'I Sing of a Maiden'

To think of Christmas is to think of shepherds and lambs, an ox and an ass, angels and a star, kings from the East with their rich gifts, wicked King Herod, and the providential escape to Egypt of the Holy Family. But most of all it is to think of a mother and her child.

The understanding of Mary’s role parallels the development of Christianity itself, as Mary came to be seen as occupying a central position in the mystery of God become man.

It is the motherhood of Mary that is central in the Gospels, and in Matthew and Luke are gathered the stories later known as the Annunciation, the Visitation, the Nativity, the Adoration of the Magi, the Flight into Egypt, a brief episode of the young Jesus visiting the Temple in Jerusalem.
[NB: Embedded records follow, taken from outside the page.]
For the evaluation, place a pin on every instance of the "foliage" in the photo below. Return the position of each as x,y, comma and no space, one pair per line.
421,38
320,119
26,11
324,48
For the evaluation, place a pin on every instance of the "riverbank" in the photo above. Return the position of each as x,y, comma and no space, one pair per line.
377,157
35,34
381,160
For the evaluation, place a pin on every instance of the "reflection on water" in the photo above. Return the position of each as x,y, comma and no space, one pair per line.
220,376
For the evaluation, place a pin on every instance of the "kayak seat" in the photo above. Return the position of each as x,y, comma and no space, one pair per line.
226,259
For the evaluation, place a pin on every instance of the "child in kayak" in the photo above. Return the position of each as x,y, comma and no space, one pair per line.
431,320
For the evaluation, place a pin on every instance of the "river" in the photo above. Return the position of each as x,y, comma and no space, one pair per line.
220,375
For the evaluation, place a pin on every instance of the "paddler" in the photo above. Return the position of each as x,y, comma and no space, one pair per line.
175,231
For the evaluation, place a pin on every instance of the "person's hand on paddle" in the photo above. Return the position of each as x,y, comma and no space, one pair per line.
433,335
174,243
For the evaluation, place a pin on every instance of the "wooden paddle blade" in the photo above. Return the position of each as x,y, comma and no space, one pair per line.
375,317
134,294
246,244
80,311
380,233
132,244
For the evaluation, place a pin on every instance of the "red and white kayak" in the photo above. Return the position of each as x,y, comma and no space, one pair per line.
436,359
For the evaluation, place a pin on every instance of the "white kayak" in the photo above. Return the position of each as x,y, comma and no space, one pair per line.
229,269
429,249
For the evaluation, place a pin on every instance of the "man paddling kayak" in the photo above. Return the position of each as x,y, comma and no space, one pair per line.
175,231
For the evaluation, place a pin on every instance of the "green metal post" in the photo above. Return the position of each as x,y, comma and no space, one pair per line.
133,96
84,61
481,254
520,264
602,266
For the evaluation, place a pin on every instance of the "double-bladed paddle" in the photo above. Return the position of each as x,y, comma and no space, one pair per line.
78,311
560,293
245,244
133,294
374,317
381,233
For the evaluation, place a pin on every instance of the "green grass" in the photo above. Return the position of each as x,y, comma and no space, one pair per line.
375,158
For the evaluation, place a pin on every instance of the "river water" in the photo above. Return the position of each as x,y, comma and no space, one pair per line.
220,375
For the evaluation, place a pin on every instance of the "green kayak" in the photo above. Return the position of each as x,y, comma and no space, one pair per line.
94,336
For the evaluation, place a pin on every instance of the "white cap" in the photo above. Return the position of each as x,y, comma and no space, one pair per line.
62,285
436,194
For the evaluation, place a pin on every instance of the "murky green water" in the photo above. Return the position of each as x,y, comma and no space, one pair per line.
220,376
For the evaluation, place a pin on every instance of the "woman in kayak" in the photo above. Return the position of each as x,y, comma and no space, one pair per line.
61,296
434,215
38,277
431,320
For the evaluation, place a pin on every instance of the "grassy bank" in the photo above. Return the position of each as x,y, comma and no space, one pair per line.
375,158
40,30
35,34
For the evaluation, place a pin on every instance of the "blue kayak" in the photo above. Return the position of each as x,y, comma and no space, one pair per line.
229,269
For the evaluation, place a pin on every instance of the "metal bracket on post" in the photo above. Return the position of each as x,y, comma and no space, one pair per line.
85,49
The most poignant of these stories, in John’s Gospel, depicts Mary, and John, the beloved disciple, at the foot of the Cross, a witness to her son’s death. Luke’s account of the first decades of the faith, the Acts of the Apostles, includes Mary among those on whom the Holy Spirit descended at Pentecost, and, so, present at the moment the Christian community itself was born.

As Christians teased out the meaning of the life and death of Jesus, so did they seek to understand the role of Mary in the plan of salvation. They searched the Jewish scriptures for incidents, images, and symbols that could be seen to foreshadow and prophecy her significance.

It was Mary’s descent from King David that forged the link between the Old and the New Testaments, for both Jesus and Mary. And as early as the 2nd century, Justin Martyr and Irenaeus of Lyons introduced the idea of Mary as the second Eve, who was to Christ, the second Adam, parallel to that of the first Eve in relation to the first Adam. It was the surpassing holiness and obedience of Mary that would cancel and redeem the Fall of Eve and Adam.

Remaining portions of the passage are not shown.